Seetharaman described the principles of acquiring high-numerical-aperture imaging through an array of identical cameras with specifically derived relative positions between them. He shared AFRL’s experience with prototyping a sensor named Angel Fire. Angel Fire obtains its wide field of view due to the camera array as well as the circular motion of the platform over an area persisting for hours.

He also referred to the Autonomous Real-Time Ground Ubiquitous Surveillance (ARGUS) system, which is an array of imaging sensors capable of producing gigapixel images. ARGUS can have a very large geographic area within the field of view, but it tends to be directionally limited. He described another gigapixel system (Cossairt et al., 2011) that is more omnidirectional. He also mentioned the need to incorporate multi-modal data and the collection of data from sensor networks.

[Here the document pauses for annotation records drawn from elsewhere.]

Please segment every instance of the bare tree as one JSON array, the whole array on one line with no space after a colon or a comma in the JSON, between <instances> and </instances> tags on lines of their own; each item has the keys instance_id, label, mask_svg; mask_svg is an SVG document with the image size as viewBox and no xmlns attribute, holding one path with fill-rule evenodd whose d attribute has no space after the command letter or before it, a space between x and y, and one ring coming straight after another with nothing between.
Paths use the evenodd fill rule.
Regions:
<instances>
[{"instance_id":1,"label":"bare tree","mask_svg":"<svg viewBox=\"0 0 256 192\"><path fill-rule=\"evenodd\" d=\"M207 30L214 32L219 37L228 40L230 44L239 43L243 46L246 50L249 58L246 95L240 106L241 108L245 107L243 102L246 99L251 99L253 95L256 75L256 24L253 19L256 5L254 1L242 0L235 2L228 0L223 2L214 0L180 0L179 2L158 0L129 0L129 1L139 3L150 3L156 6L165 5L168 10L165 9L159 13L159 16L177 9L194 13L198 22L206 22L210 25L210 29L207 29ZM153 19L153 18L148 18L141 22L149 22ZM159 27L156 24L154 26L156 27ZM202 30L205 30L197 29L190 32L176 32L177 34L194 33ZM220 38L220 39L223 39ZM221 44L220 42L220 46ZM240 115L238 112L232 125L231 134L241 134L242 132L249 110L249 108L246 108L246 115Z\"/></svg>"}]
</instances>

Seetharaman described a method of discriminating between stationary and moving image features (i.e., separating a moving target from its background) that uses a flux tensor analysis. When combined with other techniques, the system can learn to classify in a variety of conditions, including a stationary or moving foreground, adaptively changing parameters, and dynamic backgrounds (Wang et al., 2014).

Seetharaman also described a suite of appearance-based tracking algorithms, including the following:

• Likelihood of Features-based Tracker (LoFT), which is most suitable for low-frame-rate imagery, models the target with a set of color, texture, and shape feature descriptors, then computes the match likelihoods for each feature by comparing the target to a local search image through a sliding window. This method helps inject contextual information (i.e., other knowledge about the dynamics of the field of regard) into the tracking performance
• Clustered Set of Structured Uniformly Sampled Features (CSURF) Tracker, which computes and clusters descriptors to create a deformable, parts-based, predictive model that is robust to occlusion. In each scene, the parts-based model identifies the best matches, a target is localized, and the next scene is predicted.

Seetharaman concluded by noting the opportunity for using a network of federated sensors to allow for the collection of high-resolution data in remote and widespread areas. He emphasized that multi-target detection and tracking will remain a challenge. He noted that these flux tensors, when combined with split Gaussian mixtures methods, handle several of these problems in practical applications.